Из всех собравшихся только одна Ольга была разочарована «мягкотелостью» Окаёмова — все остальные согласились с его точкой зрения: действительно, случай очень спорный, а все сомнения, как известно, истолковываются в пользу обвиняемого.
Затем Брызгалов, удовлетворив общее любопытство, подробно рассказал о поисках убийцы — по его словам, самое заурядное расследование (походить, порасспрашивать, сопоставить кое-какие факты), с которым вполне бы мог справиться любой милицейский следователь, отнесись он к своей работе чуть добросовестнее. А то ведь эти бездельники даже не удосужились снять отпечатки пальцев со второго стакана! Мол, если, до того как отключиться, Алексей пил с Валентиной — то и стакан её! (И за то спасибо, что хоть саму женщину не обвинили в убийстве мужа!) А наиболее сложным в этом деле (почему, «вычислив» убийцу ещё в воскресенье, он медлил до вторника с задержанием Красикова) было найти киянку — решающую, отпечатки пальцев на стакане могли свидетельствовать лишь косвенно, улику.
Иное дело — пожар на выставке. Якобы чудесное «самовозгорание» Алексеевой «Фантасмагории». Практически — бесперспективно. Разумеется, не из-за небесных или подземных сил — нет, из-за вполне земных. Однако — очень влиятельных. Во первых, в понедельник, когда он наконец-то смог выкроить время для этого расследования, никаких остатков сгоревшей картины уже не существовало — не только самого вспыхнувшего холста, но и подрамника. И, конечно, никаких образцов для лабораторного анализа — он сам (украдкой) соскоблил немножечко копоти, но вряд ли это что-нибудь даст: в зале уже успели всё побелить и покрасить — это в выходные-то?! — и вновь развесить по стенам картины Алексея.
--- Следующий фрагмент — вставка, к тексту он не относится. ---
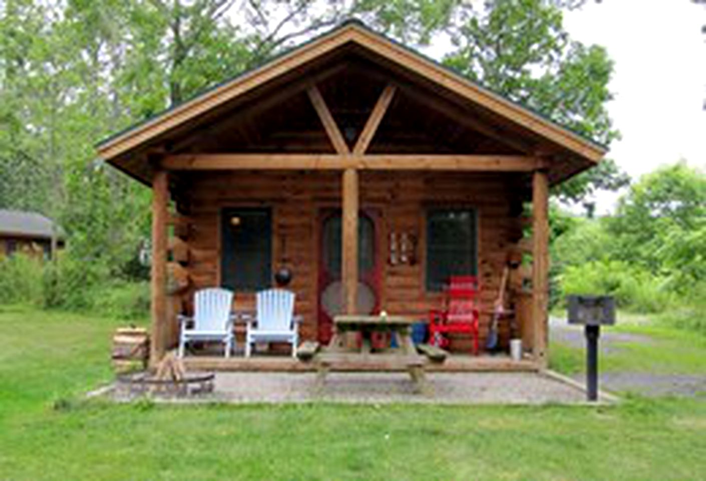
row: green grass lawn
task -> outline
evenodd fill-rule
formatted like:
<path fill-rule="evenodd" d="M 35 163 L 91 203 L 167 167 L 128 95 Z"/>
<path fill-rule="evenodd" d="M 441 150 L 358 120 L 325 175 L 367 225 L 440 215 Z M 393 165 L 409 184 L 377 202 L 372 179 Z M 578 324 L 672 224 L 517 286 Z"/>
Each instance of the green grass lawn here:
<path fill-rule="evenodd" d="M 700 480 L 706 402 L 162 406 L 81 400 L 116 321 L 0 308 L 0 480 Z"/>
<path fill-rule="evenodd" d="M 706 336 L 689 331 L 676 329 L 659 323 L 650 323 L 645 318 L 638 321 L 618 323 L 603 328 L 603 333 L 618 331 L 649 338 L 649 342 L 615 343 L 606 355 L 599 355 L 602 372 L 631 372 L 657 374 L 702 374 L 706 373 Z M 599 341 L 600 342 L 600 340 Z M 576 348 L 552 342 L 550 367 L 560 372 L 573 374 L 585 371 L 586 353 Z"/>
На место погибшей «Фантасмагории» поместив большой пейзаж — с вьющимися у своих гнёзд на вершинах нагих осин воронами.
(Ишь ты, из запасника нашего музея! — прокомментировал Михаил. — Два года назад у Лёхи выклянчили даром, не экспонируют: у него там вообще нет ничего на стенах, да и в запаснике — только эта! — однако же вредничают: я просил на выставку — не дали. А сейчас — по чьему, интересно, велению? — будьте любезны!)
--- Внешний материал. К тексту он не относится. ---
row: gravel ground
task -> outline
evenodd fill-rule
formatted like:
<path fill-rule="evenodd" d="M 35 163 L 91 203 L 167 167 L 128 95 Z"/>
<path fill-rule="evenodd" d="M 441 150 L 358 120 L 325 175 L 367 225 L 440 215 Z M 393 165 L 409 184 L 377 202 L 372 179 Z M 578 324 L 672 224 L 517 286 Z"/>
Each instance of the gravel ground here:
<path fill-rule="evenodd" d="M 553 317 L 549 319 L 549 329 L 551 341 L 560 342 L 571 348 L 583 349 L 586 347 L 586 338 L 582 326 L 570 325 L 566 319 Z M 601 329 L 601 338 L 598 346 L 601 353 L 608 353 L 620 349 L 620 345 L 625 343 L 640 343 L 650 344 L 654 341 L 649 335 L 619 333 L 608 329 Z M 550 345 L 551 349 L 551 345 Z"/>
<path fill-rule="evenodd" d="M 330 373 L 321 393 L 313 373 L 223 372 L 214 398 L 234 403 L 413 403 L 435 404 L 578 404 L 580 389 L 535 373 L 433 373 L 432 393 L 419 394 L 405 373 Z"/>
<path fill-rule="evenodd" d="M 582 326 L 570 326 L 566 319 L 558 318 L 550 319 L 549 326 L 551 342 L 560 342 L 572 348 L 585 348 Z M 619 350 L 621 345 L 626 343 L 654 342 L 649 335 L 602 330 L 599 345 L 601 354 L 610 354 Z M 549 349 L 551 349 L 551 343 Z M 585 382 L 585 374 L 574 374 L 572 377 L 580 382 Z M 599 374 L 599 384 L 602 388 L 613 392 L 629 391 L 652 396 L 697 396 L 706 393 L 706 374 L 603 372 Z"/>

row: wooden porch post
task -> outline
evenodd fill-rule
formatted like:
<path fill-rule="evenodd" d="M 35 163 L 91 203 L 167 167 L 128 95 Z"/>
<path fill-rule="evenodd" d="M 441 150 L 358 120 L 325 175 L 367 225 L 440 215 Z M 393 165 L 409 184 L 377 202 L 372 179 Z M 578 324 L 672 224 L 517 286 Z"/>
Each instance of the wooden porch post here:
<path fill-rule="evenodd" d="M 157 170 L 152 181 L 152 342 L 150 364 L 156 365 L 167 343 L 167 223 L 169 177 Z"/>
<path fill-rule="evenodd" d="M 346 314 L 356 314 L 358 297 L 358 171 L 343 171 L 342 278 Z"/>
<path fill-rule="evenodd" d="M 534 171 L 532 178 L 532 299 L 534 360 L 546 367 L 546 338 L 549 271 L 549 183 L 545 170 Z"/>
А во-вторых: протокол — на месте происшествия составленный капитаном Огарковым — сплошная липа. О самовозгорании — ни слова; ничего из свидетельских показаний, а только отчёт лейтенанта-пожарника, из которого следует, что к моменту прибытия их расчёта незначительное загорание было ликвидировано собственными силами, пострадавших нет, и само помещение от огня практически не понесло ущерба. В общем, мелкое происшествие — и, соответственно, никаких оснований заводить уголовное дело. А если у кого-то к кому-то в связи со сгоревшей картиной возникнут материальные претензии — стало быть, в гражданском порядке. Из чего следует, что никакого поджога капитан Огарков не усматривает — как всегда, в таких случаях, виновата электропроводка.
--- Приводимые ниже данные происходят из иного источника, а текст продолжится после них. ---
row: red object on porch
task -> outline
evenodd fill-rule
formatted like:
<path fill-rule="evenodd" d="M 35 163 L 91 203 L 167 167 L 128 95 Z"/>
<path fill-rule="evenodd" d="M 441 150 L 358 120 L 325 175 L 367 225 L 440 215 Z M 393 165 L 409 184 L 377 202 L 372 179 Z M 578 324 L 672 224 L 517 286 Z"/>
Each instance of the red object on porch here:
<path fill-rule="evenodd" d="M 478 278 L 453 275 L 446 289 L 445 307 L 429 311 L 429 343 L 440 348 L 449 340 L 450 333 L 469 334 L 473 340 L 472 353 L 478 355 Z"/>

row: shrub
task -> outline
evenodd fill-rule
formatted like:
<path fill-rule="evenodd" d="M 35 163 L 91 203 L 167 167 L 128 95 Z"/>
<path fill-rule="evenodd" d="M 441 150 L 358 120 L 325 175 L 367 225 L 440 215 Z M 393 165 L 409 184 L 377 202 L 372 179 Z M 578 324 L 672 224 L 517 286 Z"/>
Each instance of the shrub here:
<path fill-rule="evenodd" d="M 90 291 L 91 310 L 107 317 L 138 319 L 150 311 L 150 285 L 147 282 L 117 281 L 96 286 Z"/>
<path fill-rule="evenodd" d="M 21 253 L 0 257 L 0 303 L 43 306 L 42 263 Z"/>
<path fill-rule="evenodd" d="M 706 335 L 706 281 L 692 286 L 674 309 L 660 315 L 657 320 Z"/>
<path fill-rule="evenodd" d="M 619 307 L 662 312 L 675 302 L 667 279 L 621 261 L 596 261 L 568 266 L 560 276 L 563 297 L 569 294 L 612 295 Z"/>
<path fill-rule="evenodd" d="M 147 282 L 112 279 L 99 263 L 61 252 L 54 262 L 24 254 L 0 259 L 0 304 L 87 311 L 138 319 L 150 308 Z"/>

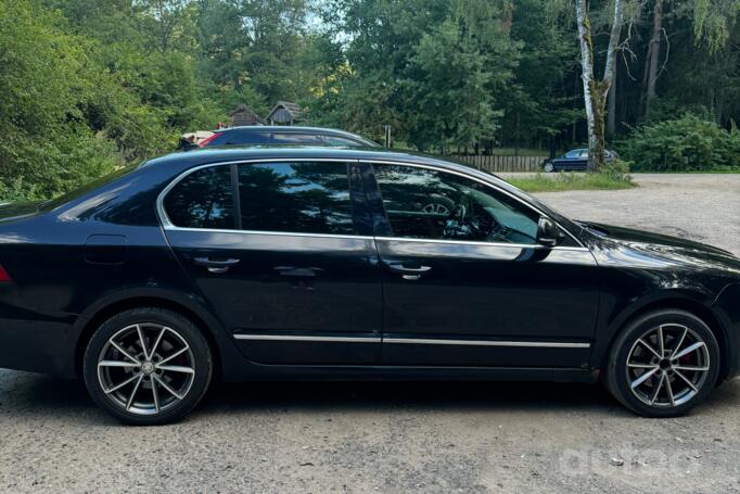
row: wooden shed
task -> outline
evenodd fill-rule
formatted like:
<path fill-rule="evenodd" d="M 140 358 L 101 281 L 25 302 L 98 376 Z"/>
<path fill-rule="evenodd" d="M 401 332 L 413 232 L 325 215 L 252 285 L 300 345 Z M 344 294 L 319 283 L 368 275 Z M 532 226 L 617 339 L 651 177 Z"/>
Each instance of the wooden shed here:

Конечно, он — Брызгалов — не отказывается от частного расследования, но пусть Виктор Евгеньевич не обольщается: в лучшем случае, ему удастся назвать имена заказчиков и исполнителей, но чтобы привлечь их хоть к какой-то ответственности — ничего не выйдет. С чем Хлопушин вполне согласился: я, дескать, Геннадий Ильич, предполагая с кем приходится иметь дело, с самого начала не только на суд, но и ни на какие громкие разоблачения не рассчитывал — вполне достаточно будет установить: кто именно — и куда конкретно тянется эта цепочка. Что, разумеется, само по себе очень не просто, стало быть, он не отказывается от услуг майора и просит продолжать расследование на прежних условиях.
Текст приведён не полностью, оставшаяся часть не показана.